The Justice Department also argued that it has properly “withheld three types of communications under the presidential communications privilege: (1) communications between government officials or staff during the administration in connection with presidential decision-making; (2) communications between transition officers or staff which concern potential presidential decisions after the inauguration; and (3) communications involving private parties concerning presidential decision-making.” Specifically, the Justice Department said that the only interviews redacted under the presidential communications privilege but not under the attorney work product doctrine are the FBI 302s memorializing the interviews of Rosenstein, former Deputy National Security Advisor K.T. McFarland, and Trump’s former personal attorney Michael Cohen, who is now a convicted felon.
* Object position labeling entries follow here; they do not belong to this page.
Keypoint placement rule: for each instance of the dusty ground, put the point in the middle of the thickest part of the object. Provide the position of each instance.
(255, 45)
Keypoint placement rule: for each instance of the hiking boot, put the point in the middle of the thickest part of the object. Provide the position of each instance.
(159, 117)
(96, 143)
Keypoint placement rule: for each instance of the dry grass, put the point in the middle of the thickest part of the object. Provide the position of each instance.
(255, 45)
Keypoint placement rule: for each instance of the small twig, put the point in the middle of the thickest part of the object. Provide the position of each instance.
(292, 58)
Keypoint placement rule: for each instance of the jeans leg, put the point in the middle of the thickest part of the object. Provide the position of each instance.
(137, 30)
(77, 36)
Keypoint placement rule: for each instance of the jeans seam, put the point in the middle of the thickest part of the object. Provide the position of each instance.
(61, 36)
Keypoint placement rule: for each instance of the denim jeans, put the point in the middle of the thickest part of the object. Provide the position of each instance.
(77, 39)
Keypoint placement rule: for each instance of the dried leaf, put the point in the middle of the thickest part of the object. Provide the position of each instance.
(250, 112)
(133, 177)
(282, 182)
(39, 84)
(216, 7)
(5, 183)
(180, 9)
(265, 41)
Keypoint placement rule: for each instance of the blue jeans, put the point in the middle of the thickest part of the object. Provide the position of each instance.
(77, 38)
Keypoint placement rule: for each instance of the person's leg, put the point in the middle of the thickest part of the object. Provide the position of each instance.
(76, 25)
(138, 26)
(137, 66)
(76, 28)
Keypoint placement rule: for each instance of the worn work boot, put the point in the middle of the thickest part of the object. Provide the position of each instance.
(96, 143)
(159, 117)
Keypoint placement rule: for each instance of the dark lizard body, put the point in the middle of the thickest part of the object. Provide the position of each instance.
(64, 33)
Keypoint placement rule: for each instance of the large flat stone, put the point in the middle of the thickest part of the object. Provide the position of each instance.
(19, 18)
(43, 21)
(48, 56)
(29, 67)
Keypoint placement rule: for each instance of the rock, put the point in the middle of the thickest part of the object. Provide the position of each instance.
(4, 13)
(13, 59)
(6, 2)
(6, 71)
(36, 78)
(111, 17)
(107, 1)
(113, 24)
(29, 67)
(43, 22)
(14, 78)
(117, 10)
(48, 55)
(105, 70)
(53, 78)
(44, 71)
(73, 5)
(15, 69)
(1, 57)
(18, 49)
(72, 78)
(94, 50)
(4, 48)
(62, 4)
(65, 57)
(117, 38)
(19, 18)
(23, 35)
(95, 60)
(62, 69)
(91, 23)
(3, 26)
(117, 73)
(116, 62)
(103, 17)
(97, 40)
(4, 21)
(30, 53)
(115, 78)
BuzzFeed and CNN claimed “the President himself specifically and publicly waived any executive privilege during the Mueller investigation” and that “the privilege cannot apply because the President has not personally asserted it.” The judge rejected this, saying, “The presidential communications privilege has not been waived and need not be personally asserted by the President to apply. Courts in this district have routinely concluded that it is not required that the President personally invoke the presidential communications privilege for the privilege to apply under Exemption 5 in FOIA cases.”
The media outlets also pointed to an April 2019 tweet from Trump in which he said: “I had the right to end the whole Witch Hunt if I wanted. I could have fired everyone, including Mueller, if I wanted. I chose not to. I had the RIGHT to use Executive Privilege. I didn’t!” The judge rejected this as well.
“They have not provided the context in which the President’s statement was made to suggest that his statement was made in reference to the specific invocation of the presidential communications privilege,” Walton said. “The Court concludes that the President did not waive the presidential communications privilege in regard to the information withheld by the Department … The Department’s representations show that it withheld descriptions of communications that involve the President or his advisers.”
Walton, who has seen the full, unredacted report, said that earlier this year, the court had “grave concerns about the objectivity of the process that preceded the public release of the redacted version of the Mueller Report” and its “impacts on the Justice Department’s subsequent justifications.” He added that the department’s redactions of the report were authorized under FOIA.
Justice Department spokeswoman Kerri Kupec pushed back against Walton’s claims, calling the court’s assertions “contrary to the facts.”
“The original redactions in the public report were made by Department attorneys, in consultation with senior members of Special Counsel Mueller’s team, prosecutors in the U.S. Attorney’s Offices, and members of the Intelligence Community,” Kupec said. “In response to FOIA requests, the entire report was then reviewed by career attorneys, including different career attorneys with expertise in FOIA cases — a process in which the Attorney General played no role. There is no basis to question the work or good faith of any of these career Department lawyers.”
The Supreme Court also agreed in July to take up the battle between the House Judiciary Committee and the Justice Department in which Democrats are seeking access to the redacted and underlying grand jury materials from Mueller’s report as part of a possible impeachment inquiry. Those arguments will be heard in the fall, and it’s possible the decision might not be released until after the 2020 election.